One year ago today, on September 17, 1978, Prime Minister Begin of Israel, President Sadat of Egypt, and I returned from Camp David with an agreement establishing the Framework for Peace in the Middle East. We believed then that we had reached an historic turning point in the bitter history of that long-suffering region. One short year later, that belief has become a firm reality.
After 30 years of hostility and war, Israel is truly at peace with its largest Arab neighbor. The relations between them are improving daily. The provisions of the treaty of peace are being carried out precisely and on schedule.
This peace is no longer words on paper. It is now facts on the ground and faith in the hearts of millions of people. This remarkable change—from war to peace, from hostility to friendship—was clearly visible in the recent visit by President Sadat to Haifa, where he was received with genuine warmth and enthusiasm by the people and the leaders of Israel. Such events, which would have seemed amazing, even unthinkable, until the very recent past, are now accepted almost as routine. That is itself a measure of how far we have traveled along the road to peace.
So it is worth remembering on this occasion what an extraordinary change in attitudes has taken place. The successes of Egypt and Israel so far in overcoming three decades of animosity give us renewed confidence in facing the difficult tasks which remain.
Our goal has always been the establishment of a comprehensive peace in which Israel could at last live in security and tranquillity with all its neighbors.

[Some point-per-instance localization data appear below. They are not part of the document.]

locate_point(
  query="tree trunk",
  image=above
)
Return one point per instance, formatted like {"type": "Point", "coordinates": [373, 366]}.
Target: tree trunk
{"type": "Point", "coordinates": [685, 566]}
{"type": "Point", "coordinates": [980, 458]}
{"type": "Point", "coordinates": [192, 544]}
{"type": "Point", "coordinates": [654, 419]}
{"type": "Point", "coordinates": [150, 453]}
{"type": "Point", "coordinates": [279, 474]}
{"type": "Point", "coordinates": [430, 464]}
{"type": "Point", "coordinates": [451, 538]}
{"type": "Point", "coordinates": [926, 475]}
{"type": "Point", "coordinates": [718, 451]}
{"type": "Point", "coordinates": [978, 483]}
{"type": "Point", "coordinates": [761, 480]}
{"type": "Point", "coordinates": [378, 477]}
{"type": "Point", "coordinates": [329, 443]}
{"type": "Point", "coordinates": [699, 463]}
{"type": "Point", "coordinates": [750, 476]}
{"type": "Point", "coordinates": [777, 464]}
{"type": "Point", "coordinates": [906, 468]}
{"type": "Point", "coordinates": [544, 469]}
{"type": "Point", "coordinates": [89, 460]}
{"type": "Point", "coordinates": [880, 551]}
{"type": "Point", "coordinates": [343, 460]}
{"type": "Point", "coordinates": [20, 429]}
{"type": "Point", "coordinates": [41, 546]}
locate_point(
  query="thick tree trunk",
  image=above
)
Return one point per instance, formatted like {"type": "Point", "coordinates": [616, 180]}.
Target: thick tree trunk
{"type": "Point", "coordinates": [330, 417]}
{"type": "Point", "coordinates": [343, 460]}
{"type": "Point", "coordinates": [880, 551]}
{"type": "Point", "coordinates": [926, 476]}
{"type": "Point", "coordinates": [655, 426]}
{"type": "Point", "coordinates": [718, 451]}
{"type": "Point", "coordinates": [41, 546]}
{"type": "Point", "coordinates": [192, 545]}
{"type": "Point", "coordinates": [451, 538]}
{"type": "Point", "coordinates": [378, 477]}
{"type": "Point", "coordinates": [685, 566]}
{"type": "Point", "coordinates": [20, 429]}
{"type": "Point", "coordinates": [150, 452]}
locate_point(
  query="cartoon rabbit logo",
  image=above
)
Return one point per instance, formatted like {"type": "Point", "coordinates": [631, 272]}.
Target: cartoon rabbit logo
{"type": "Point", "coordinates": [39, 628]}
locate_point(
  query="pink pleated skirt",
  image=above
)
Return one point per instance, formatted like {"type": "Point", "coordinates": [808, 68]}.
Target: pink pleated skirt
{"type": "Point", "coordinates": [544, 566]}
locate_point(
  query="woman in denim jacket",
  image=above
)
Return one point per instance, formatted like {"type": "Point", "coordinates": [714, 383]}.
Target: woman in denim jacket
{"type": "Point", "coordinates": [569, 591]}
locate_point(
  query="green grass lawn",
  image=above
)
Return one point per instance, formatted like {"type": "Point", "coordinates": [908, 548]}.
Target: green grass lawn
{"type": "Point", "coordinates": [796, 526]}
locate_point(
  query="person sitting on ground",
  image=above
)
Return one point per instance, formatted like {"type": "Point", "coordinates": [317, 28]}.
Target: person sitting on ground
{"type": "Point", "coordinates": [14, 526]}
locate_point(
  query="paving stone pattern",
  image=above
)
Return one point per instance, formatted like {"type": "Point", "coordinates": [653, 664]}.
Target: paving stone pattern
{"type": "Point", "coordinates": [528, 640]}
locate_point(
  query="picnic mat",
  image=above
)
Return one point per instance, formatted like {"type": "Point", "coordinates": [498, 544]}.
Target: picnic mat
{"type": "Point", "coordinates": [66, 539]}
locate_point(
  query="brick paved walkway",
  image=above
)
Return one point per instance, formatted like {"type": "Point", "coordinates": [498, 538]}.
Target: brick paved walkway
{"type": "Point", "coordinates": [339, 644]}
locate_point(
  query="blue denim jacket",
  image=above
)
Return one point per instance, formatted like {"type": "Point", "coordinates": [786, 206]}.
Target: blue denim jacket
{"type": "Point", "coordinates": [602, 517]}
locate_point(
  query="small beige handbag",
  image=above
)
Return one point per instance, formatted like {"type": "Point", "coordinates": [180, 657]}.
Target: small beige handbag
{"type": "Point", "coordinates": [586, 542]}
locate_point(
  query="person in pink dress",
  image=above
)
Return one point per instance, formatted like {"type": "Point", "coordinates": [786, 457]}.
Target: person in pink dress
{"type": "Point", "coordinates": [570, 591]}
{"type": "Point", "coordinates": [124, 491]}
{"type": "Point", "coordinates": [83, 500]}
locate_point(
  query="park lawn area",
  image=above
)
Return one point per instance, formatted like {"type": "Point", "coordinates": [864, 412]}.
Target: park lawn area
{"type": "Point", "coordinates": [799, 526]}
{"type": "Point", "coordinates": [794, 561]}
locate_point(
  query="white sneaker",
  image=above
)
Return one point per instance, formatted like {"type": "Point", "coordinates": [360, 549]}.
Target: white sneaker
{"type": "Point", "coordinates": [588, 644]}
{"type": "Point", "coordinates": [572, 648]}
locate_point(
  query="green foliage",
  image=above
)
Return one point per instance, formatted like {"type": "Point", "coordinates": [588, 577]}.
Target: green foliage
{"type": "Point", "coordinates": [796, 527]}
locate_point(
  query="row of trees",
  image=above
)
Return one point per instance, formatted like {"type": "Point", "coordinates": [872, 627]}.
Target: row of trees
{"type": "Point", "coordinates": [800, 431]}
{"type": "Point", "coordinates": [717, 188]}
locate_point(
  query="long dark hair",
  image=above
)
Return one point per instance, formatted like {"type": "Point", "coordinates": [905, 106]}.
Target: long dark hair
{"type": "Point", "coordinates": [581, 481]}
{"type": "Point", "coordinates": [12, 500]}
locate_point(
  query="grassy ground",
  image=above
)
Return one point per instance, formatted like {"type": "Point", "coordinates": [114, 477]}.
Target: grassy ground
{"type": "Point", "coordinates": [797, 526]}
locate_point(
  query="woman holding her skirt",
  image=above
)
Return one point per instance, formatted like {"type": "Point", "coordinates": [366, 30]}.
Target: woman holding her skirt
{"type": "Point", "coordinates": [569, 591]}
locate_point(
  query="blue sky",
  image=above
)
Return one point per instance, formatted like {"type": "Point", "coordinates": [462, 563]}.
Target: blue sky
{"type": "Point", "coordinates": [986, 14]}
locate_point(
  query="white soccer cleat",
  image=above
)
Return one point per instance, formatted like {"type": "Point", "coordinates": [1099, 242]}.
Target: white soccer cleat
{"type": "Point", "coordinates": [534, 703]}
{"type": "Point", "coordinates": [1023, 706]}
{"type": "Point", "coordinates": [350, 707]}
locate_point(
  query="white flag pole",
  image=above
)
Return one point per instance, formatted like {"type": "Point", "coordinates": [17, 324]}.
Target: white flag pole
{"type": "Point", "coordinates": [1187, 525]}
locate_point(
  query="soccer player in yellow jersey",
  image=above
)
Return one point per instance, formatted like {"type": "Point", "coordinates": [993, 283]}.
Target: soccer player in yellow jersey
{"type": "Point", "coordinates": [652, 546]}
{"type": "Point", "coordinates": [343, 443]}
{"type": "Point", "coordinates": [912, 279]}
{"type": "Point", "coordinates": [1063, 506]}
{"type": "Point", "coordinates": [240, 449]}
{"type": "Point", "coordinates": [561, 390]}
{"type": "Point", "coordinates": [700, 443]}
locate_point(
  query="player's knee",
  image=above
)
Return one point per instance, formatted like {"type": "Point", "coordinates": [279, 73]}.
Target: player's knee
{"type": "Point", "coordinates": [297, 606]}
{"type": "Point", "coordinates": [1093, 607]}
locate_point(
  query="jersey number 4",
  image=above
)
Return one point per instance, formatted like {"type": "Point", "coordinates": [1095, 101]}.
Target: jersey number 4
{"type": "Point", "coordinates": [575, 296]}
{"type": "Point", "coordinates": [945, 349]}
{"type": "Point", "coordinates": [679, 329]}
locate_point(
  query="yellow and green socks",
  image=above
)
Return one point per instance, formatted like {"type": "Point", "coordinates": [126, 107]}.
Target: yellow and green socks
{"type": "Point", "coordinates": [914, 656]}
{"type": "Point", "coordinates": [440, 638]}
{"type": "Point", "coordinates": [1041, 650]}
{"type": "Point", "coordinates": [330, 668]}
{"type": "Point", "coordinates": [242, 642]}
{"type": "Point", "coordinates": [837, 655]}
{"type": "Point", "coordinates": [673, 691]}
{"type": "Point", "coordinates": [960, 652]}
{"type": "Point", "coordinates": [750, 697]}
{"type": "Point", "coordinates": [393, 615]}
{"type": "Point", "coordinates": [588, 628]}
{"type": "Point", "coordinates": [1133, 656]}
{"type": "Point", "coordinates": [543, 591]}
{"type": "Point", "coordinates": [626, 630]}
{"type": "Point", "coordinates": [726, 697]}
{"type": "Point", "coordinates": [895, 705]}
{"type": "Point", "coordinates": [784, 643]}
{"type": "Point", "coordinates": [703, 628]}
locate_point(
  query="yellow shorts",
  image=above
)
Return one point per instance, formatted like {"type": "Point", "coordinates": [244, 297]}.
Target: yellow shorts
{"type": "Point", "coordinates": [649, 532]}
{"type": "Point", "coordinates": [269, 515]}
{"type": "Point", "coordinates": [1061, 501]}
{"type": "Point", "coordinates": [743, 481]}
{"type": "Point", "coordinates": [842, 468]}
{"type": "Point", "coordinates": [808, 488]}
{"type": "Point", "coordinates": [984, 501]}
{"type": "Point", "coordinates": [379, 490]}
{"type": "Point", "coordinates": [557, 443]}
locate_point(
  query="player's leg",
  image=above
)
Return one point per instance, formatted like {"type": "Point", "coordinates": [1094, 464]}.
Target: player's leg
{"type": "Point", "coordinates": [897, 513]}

The Camp David accords are a long step on that path. We do not underestimate the difficulties that lie ahead, but we knew from the outset that the road would be hard and rocky. And looking back today at the solid achievements of the past year, we are justified in keeping our eyes firmly on the goal of peace rather than in heeding the inevitable cries that say peace cannot be achieved.
The peace process outlined at Camp David 1 year ago is alive and well. The talks on full autonomy for the West Bank and Gaza are proceeding on schedule, in an atmosphere of good will and serious cooperation. I am confident those talks will succeed. Their progress is a tribute to the vision and courage of President Sadat, Prime Minister Begin, and the people of their two great nations.
Over the coming months it will be our common task to continue demonstrating that peace does work and, by the evidence of our deeds, to convince other nations and leaders to join with us in this quest for lasting peace, security, and the opportunity for productive lives for all the people of the Middle East.
NOTE: On the same day, the White House announced that the President had received messages from Prime Minister Begin and President Sadat. As printed below, the messages follow the texts made available by the White House Press Office.
On this the first anniversary of the Camp David agreement signed in Washington on September 17th I vividly recall the wonderful hospitality which you and your gracious lady accorded to my wife, my colleagues and myself during those 13 days of the momentous conference. I remember well the sessions, the strong debates, the mutual convincing, the difficulties we all had to overcome, the weighing of every sentence and word and ultimately the joy of achieving the understanding which became the basis of an historic agreement. Out of it the treaty of peace between Egypt and Israel, certainly a turning point in the annals of the Middle East emerged and the positive concept of full autonomy for the Palestinian Arabs, inhabitants of Judea, Samaria and Gaza District was brought forth.
You, Mr. President did your utmost by your own hard work to make these agreements possible, allow me, therefore, on this memorable anniversary to thank you from the heart for the great assistance rendered to both Egypt and Israel in achieving a rapprochement between two countries which for thirty one years, were in a state of war, and which have now concluded peace, the first step towards a general and comprehensive settlement in the Middle East.
There are people who do not yet appreciate the value of this moral international achievement, but many millions of women and men of goodwill will rejoice together with us in this accomplishment. Their blessings are our joy and the source of satisfaction.
Accept, Mr. President, my deepest gratitude for all
you have done with such great devotion in the service of peace.
This afternoon I have issued a presidential statement expressing my views on the first anniversary of the signature of the Camp David agreements. On this occasion I wish to express my deep feelings and thanks for your personal contribution to this historical event. I am confident that these agreements, which have been the first steps toward a comprehensive peace, will help bring a solution to the Palestinian question in all its aspects. The role of the U.S. as a full partner in the peace process will remain a key element in our mutual efforts to achieve a just and lasting peace in the Middle East.